Brick-and-mortar cannibalization, revenue projections, and problem gambling were all discussed. There wasn’t a vote on House Bill 1319 during Monday’s lengthy committee hearing, but if it becomes law, the legislation — proposed by Del. Vanessa Atterbeary — could bring up to 12 mobile casino apps to Maryland.

Another online casino bill, SB 603, is expected to be discussed in a Senate committee Wednesday.

Heated debate over recent studies

Monday’s discussion gave legislators an overview of the key aspects of the proposed House bill, essentially serving as a thorough informational session. The dialogue wasn’t without heated moments. Among the most contentious debates addressed the credibility of recent online casino studies and reports.
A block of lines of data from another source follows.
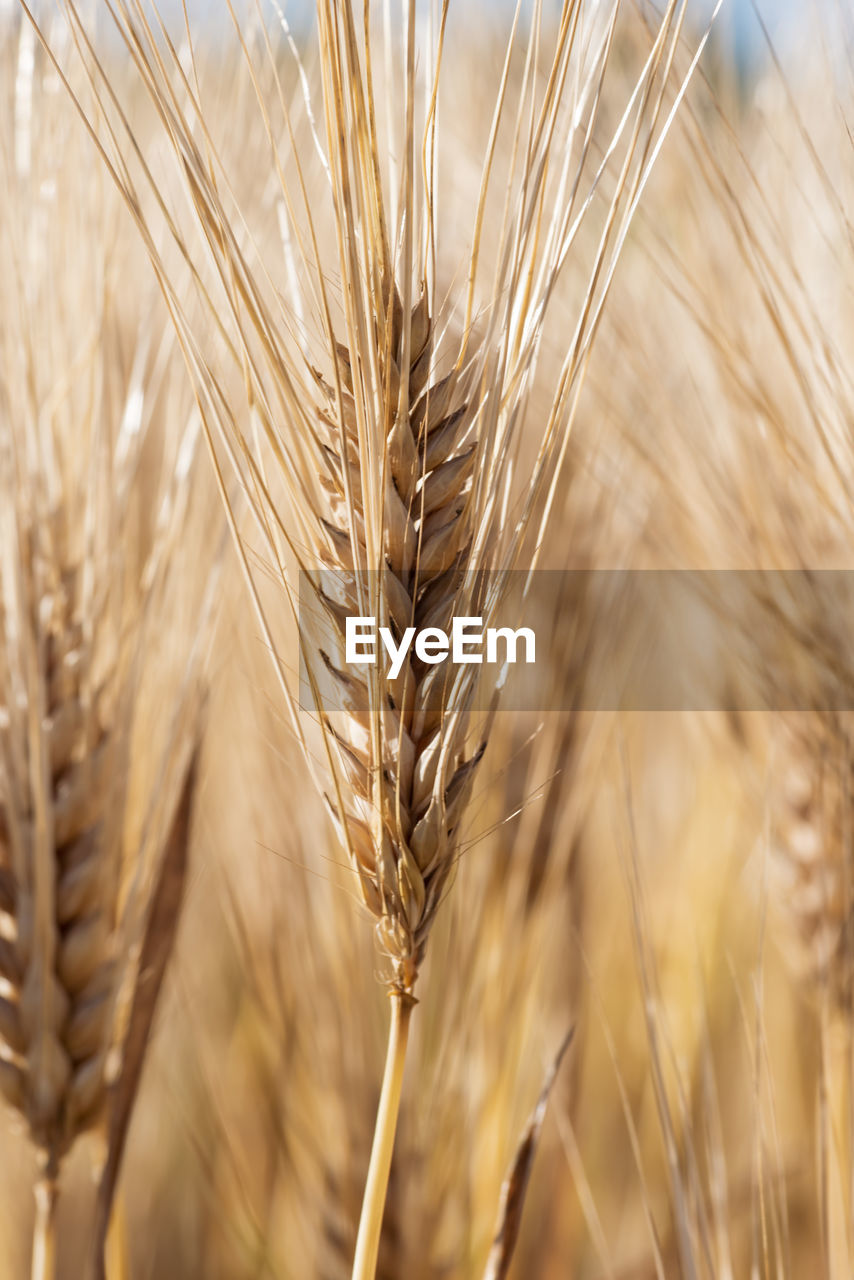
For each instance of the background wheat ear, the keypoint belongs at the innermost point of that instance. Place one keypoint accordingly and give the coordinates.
(360, 452)
(95, 790)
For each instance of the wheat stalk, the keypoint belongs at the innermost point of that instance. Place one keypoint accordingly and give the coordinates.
(406, 478)
(86, 926)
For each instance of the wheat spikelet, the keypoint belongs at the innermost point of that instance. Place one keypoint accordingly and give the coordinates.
(407, 483)
(423, 763)
(94, 803)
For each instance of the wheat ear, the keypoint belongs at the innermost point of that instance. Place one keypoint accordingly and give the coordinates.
(80, 592)
(406, 475)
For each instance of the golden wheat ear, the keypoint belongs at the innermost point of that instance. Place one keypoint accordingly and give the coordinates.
(101, 649)
(365, 449)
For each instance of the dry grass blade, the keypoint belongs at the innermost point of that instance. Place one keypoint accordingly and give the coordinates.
(512, 1196)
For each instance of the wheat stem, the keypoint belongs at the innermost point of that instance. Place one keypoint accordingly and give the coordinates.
(44, 1237)
(370, 1223)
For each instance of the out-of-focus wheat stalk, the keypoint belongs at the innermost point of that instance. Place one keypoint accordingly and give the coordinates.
(94, 833)
(391, 456)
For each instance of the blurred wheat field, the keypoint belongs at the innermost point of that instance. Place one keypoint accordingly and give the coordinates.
(671, 887)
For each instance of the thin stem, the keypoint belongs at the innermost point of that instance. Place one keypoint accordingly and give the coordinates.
(370, 1223)
(44, 1239)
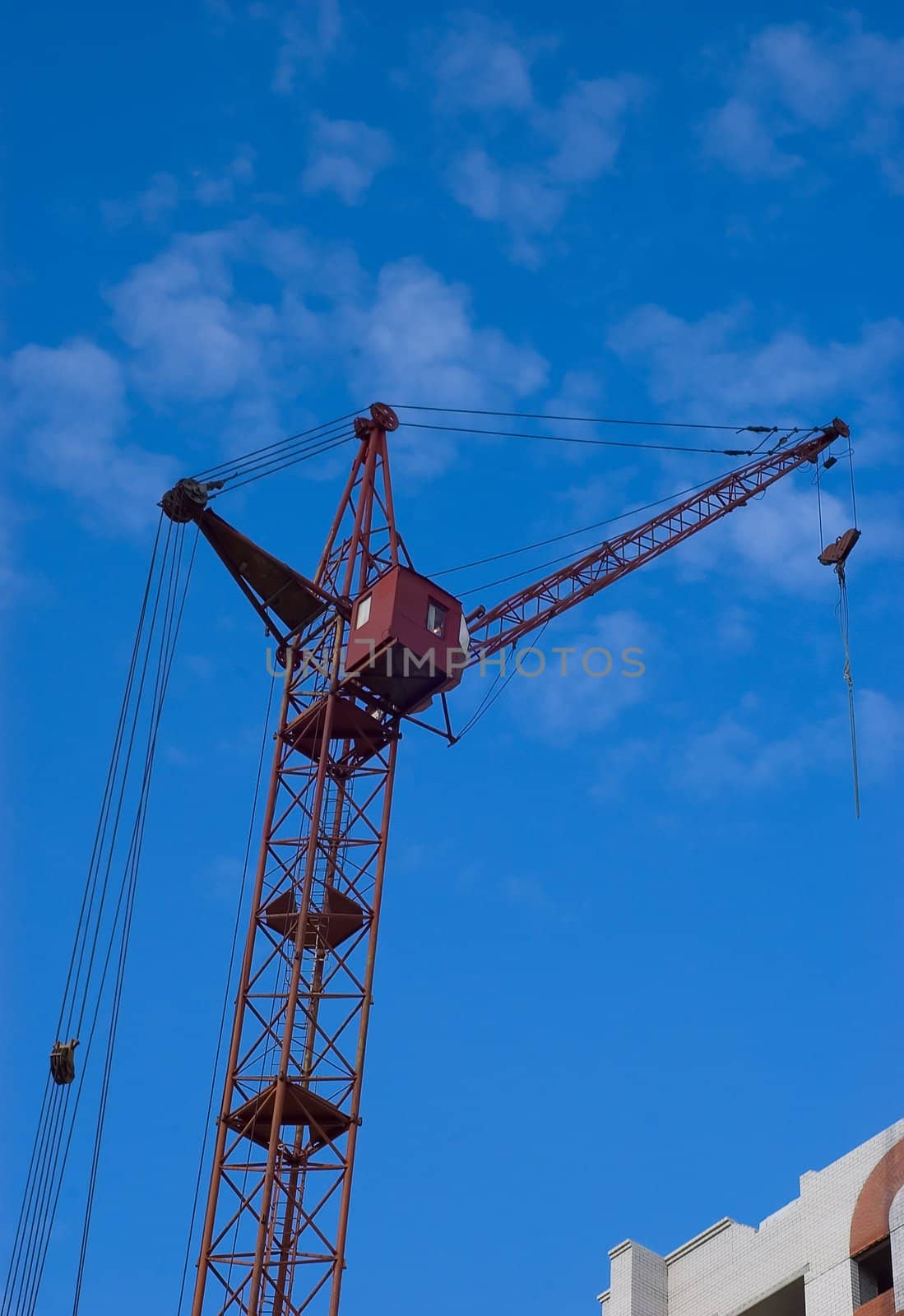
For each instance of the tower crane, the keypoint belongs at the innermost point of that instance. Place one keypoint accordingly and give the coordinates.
(370, 649)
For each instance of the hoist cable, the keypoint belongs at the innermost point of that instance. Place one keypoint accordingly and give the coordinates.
(52, 1206)
(226, 994)
(603, 420)
(489, 697)
(592, 443)
(278, 460)
(283, 464)
(853, 493)
(271, 447)
(57, 1119)
(173, 622)
(844, 620)
(118, 815)
(52, 1124)
(111, 774)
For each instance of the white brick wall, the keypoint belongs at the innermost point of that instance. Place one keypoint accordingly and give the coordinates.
(732, 1267)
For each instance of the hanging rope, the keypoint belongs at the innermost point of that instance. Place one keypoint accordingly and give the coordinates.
(101, 938)
(844, 620)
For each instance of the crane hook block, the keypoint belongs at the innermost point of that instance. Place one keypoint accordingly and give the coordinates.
(836, 554)
(187, 499)
(62, 1061)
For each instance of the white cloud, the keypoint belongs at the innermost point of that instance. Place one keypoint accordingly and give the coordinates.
(417, 337)
(195, 340)
(190, 339)
(586, 688)
(798, 86)
(735, 753)
(715, 370)
(715, 366)
(404, 332)
(588, 125)
(519, 197)
(309, 32)
(220, 188)
(67, 415)
(345, 157)
(155, 203)
(480, 70)
(480, 66)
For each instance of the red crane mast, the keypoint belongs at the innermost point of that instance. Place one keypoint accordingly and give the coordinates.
(366, 644)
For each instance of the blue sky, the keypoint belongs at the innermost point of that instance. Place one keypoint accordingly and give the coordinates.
(638, 965)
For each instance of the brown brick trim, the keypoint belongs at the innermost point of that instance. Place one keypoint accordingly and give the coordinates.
(870, 1221)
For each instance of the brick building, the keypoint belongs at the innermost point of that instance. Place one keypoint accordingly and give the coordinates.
(836, 1250)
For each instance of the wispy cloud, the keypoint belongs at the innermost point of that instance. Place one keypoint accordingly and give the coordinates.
(309, 33)
(480, 66)
(482, 76)
(155, 203)
(344, 157)
(799, 89)
(717, 368)
(66, 411)
(220, 188)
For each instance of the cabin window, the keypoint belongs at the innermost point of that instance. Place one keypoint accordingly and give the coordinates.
(436, 618)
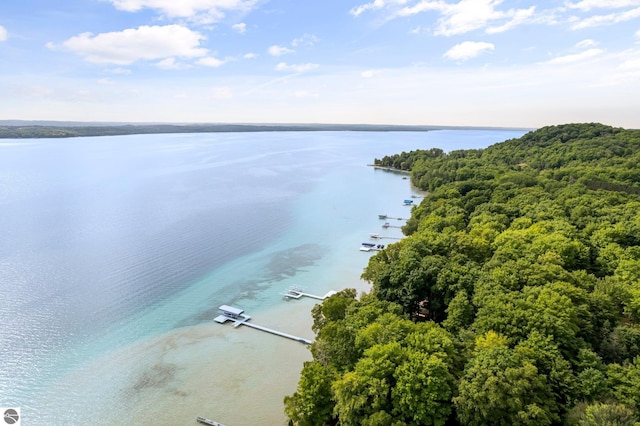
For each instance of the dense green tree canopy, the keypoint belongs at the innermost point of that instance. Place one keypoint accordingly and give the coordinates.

The Innovation Group at the end of 2023 about the potential benefits of online casino legalization in Maryland, but it also suggested some cannibalization of brick-and-mortar casino revenue could be possible. It recommended tethering licenses to the state’s brick-and-mortar facilities to eliminate possible cannibalization concerns.

Another report shared earlier this month was commissioned by iDEA Growth and conducted by Eilers & Krejcik Gaming. It suggested that cannibalization fears are overblown. The report took specific aim at The Innovation Group’s cannibalization suggestions in Maryland.

Finally, a report conducted by NERA Economic Consulting – and commissioned by the Campaign for Fairer Gambling – suggested online casino legalization can come with a significant negative impact to a state’s economy. The report used New Jersey as an example, and it cited a previous UK study to help draw conclusions about the Garden State.

Jeff Ifrah, iDEA Growth’s founder, passionately criticized the NERA study on Monday. He questioned the report’s findings, since researchers didn’t speak with anyone from New Jersey or Maryland about their respective spending habits.

“They were paid a very minimal amount by someone who opposes gaming and opposes iGaming to come up with something, so they went to a bunch of Londoners and said, ‘Where do you spend your money?’” Ifrah said. “I know where they don’t spend their money. They don’t go to dentists. I go to a dentist in Maryland. My teeth look good, so what does that mean? We spend money differently. It’s not just to make fun of their bad teeth. We spend money differently. It’s not a credible report.”

The iDEA Growth report comes with some flaws of its own, however, as some of its survey results discrediting cannibalization fears include sample sizes of just five casino executives. Those comments questioning cannibalization contain anecdotally relevant information, but a sample size of just five people isn’t representative of all casino executives and stakeholders.

The three notable recent reports about online casino legalization are all available to state legislators. Unfortunately for those legislators, the findings of each report differ, and the backers of those reports vehemently disagree on the credibility of each.

Retail casinos split

If the differing studies didn’t provide enough mental clutter, even representatives from the state’s retail casinos shared opposing views on legalizing mobile casino games.

Several Live! Casino employees spoke against legalizing online casinos, fearing that bringing mobile casinos to Maryland could cost them their jobs. But Randy Conroy, the general manager of Horseshoe Casino Baltimore, spoke in favor of online casino legalization. He argued that the digital betting platforms would benefit his retail business, suggesting that the apps could encourage some people who haven’t visited casinos in years to visit a physical location as well.

Maryland’s legislative session runs through April 8, and the crossover deadline for bills is March 18. State legislators have significant information to consider – there are dozens of proponents and detractors of the mobile casino legislation – during those short weeks.

“Way to hang in there,” Atterbeary said to her committee members once Monday’s marathon hearing ended.

If one of the two online casino bills makes it through the General Assembly, it will still need voter approval in November for mobile casino legalization. Should that occur, a launch of online casinos likely wouldn’t occur in Maryland until 2025 at the earliest.